FORT SHAFTER, Hawaii--The 18th Medical Command (Deployment Support) raised awareness of the Health Promotion and Risk Reduction/ Suicide team, the Sexual Harassment and Assault Response Program, and the U.S. Army Office of the Surgeon General's performance triad with a Family fun run, walk on Fort Shafter, April 12, 2014.

This event was a fun way to inform Soldiers and Family members about Army programs and resources available to them.

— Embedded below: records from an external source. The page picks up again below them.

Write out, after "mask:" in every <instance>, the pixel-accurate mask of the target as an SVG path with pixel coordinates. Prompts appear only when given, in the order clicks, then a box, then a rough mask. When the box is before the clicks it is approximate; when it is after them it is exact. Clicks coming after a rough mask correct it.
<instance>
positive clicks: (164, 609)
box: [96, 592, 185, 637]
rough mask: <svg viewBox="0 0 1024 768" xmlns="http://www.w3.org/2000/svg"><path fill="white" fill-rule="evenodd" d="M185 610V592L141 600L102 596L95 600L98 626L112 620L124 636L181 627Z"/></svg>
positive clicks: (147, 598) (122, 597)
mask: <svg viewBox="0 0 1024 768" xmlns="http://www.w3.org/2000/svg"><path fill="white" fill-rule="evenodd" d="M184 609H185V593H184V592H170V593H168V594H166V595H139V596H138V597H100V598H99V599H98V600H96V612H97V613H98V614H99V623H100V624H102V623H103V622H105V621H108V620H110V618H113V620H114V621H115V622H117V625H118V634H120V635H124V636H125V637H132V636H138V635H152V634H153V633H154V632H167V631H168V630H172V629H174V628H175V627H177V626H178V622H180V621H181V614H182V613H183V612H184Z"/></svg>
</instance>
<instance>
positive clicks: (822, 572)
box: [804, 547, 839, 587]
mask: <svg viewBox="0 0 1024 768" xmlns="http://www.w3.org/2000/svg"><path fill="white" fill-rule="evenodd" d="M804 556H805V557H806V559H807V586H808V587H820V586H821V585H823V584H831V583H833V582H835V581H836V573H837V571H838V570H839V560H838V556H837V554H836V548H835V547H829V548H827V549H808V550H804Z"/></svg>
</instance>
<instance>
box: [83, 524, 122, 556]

"More than 100 people consisting of Soldiers and their Families gathered early Saturday morning to enjoy a two-mile run, walk around Historic Palm Circle," said Capt. Gary Moore, the 18th MEDCOM (DS) company commander. "After the run, walk, Soldiers and their Families enjoyed a healthy breakfast and received educational inserts provided by the SHARP, and HP&RR/S teams. The SHARP handouts armed our Soldiers with information on how to report incidents of sexual assault and harassment, as well as facts on the different types of reporting. The HP&RR/S inserts provided information on the Office of the Surgeon General's Performance Triad, positive dietary habits, tips on how to remain resilient, and how to sustain a spiritually healthy lifestyle."

In support of Sexual Assault Awareness Month, the unit SHARP team took this time to educate the Soldiers and Families on the Army's number one priority. The on-site team answered questions and provided SHARP reading material as a way to reinforce the program and clarify any misperceptions.

"Providing the booth at the fun run gave us the opportunity to speak with family members about the goals of the SHARP program, the services we provide, and inform them that recourses are available for Family members as well as servicemembers, said Chief Warrant Officer 4 Robert Linne, the 18th MEDCOM (DS) command maintenance officer and a unit level SHARP victim's advocate.

Along with increasing the exposure of SHARP, the unit wanted to reinforce the Surgeon General's performance triad consisting of rest, activity and nutrition.

"Regardless of age or medical condition, the impact of restful sleep, regular physical activity, and good nutrition are visible in both the short- and long-term," according to Army Medicine. "While each component is independently important, optimal performance is achieved when all three are addressed simultaneously. Making lasting changes in health behaviors works best when approached through multiple channels."

As the event concluded, Moore released the Soldiers and their Families with more than a full stomach.

"Overall the event was a great turnout and directly supported the Comprehensive Soldier and Family Fitness model and the OTSG's Performance Triad," said Moore. "I am confident that members of the 18th MEDCOM (DS) Family have taken away something more than an extra session of PT (Physical Training). Our team provided great educational information they need to create healthy habits in their lives, and we look forward to having more events like this in the future."